Blair Hudson: I'm not impolite.

Georgie Healy: I'm neutral. You're neutral. Do you believe that we have to be polite to our LLMs?

Blair Hudson: I—

Georgie Healy: It's a bit esoterical.

Blair Hudson: You know, if you're using technology at work and all your access is being monitored, you should use it responsibly.

Speaker C: Yeah.

Georgie Healy: Come on, guys.

Speaker C: Just be—

Georgie Healy: yeah. I'm like, just be good people. Come on.

Blair Hudson: But I don't think it's because the AI is going to wake up and attack you because you're impolite.

Georgie Healy: —like, you know, you should just— I feel nice when I'm being nice. I genuinely, like, I have in the past. I know that this is insane. I'm like, if anyone saw me, this would be really embarrassing. But sometimes I'm like, great job.

Blair Hudson: I— yeah, I like— there was definitely a moment in time where you could pressure a model into, like, performing better.

Speaker C: Really?

Blair Hudson: You know, like, hey, this is, like, really important to my job. I'm gonna lose my job if you don't do this right. Like, or like, I'll pay you $200.

Georgie Healy: Yes, yes.

Blair Hudson: And I think the model sort of reached a point 18 months ago where that, I think, became less important. And what matters so much more now is the level of context that goes into what you're providing. I was having this chat with one of my colleagues yesterday afternoon. I have a good litmus test personally for knowing whether using AI is— this is a good use of AI or not. And that is, If you put in a single high-signal sentence and the output is like 500 lines, you know, you've basically like decompressed your like high signal into a bunch of noise. And now someone has to pick that up and they're probably just going to go and throw it into AI to summarize and then you'll get a single sentence again.

Georgie Healy: Exactly.

Blair Hudson: And like really all you've got is a lossy, expensive, slow decompression algorithm.

Georgie Healy: Yes.

Blair Hudson: And that's just bad. Like you shouldn't do that.

Speaker C: Yes.

Blair Hudson: And so I think what is becoming really important is making sure you're putting in the right context with all the right information. And this is what software engineers are doing already, because they've got tools to help do this. If I think about the way I interact with AI most of the time versus people who are only using ChatGPT or Microsoft Copilot, I'd start with my entire project, right? And it can see all the code. And so even though I say, "Hey, I want to do this change," actually all of the project is in the context. And so the output, which is actually the best way to do this change is like these 5 lines is like, you know, we've channeled down like, you know, potentially thousands of lines of input down to like, here's the thing that matters. And like, that's a good signal, right? Like you're finding, you're like creating signal by doing that. I think like—

Georgie Healy: Speaking of context, and I know this is a different platform, it's just one I'm currently more familiar with. I'm sure it applies to all. Is this why Claude Cowork works better than the chat window? Because it's got more context, it's got more— rigorous data.

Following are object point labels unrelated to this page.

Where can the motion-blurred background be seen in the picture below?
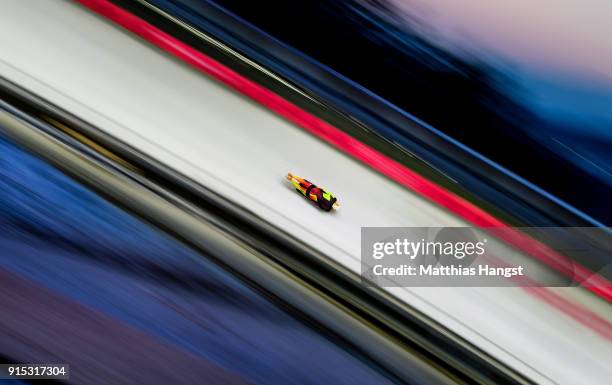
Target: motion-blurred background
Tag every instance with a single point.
(148, 235)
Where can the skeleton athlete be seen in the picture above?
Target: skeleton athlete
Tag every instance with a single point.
(325, 200)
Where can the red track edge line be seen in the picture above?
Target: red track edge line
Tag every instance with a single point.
(376, 160)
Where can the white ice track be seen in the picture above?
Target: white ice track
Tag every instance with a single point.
(152, 101)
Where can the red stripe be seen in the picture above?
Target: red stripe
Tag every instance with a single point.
(351, 146)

Blair Hudson: Yeah, I've been thinking about this a lot. I think we haven't fully seen all of the tools for creating the right context for people in different roles and positions yet. But I think these co-work style tools are getting there. If I contrast the difference between just a chat window and the AI coding tools, I'm working in my code repository, I've got access to all my files, when I make a change, it's really a proposal that has to go and be reviewed, like, in a separate step after that, like this sort of a version control thing. And I think workspace-oriented tools that can manage documents and so on are, like, getting there a little bit for, like, people in other kinds of roles. And so, yeah, I'd say so.

Georgie Healy: Okay, I need to play with it more. I do feel like there is a gut check too of, like, oh, it happened again. I must have, like, not given it enough context. It's given me the crappiest answer ever. I just—

Blair Hudson: Put some more docs in there. Yeah. All your previous show notes, you know, all the—

Georgie Healy: I have so many projects that I need to add more files to. They're like, you've used like 2% of your potential inputs.

Blair Hudson: Just don't overfill it or you burn your quotas too quickly. You know, like it's really tough.

Georgie Healy: I don't want that either.

Blair Hudson: Especially if you're like, as an engineer, you're like, I'm so close to solving this problem. And you've got like 300,000 tokens of loaded context. You know, each call is like burning so much quota, but like, it's just so close.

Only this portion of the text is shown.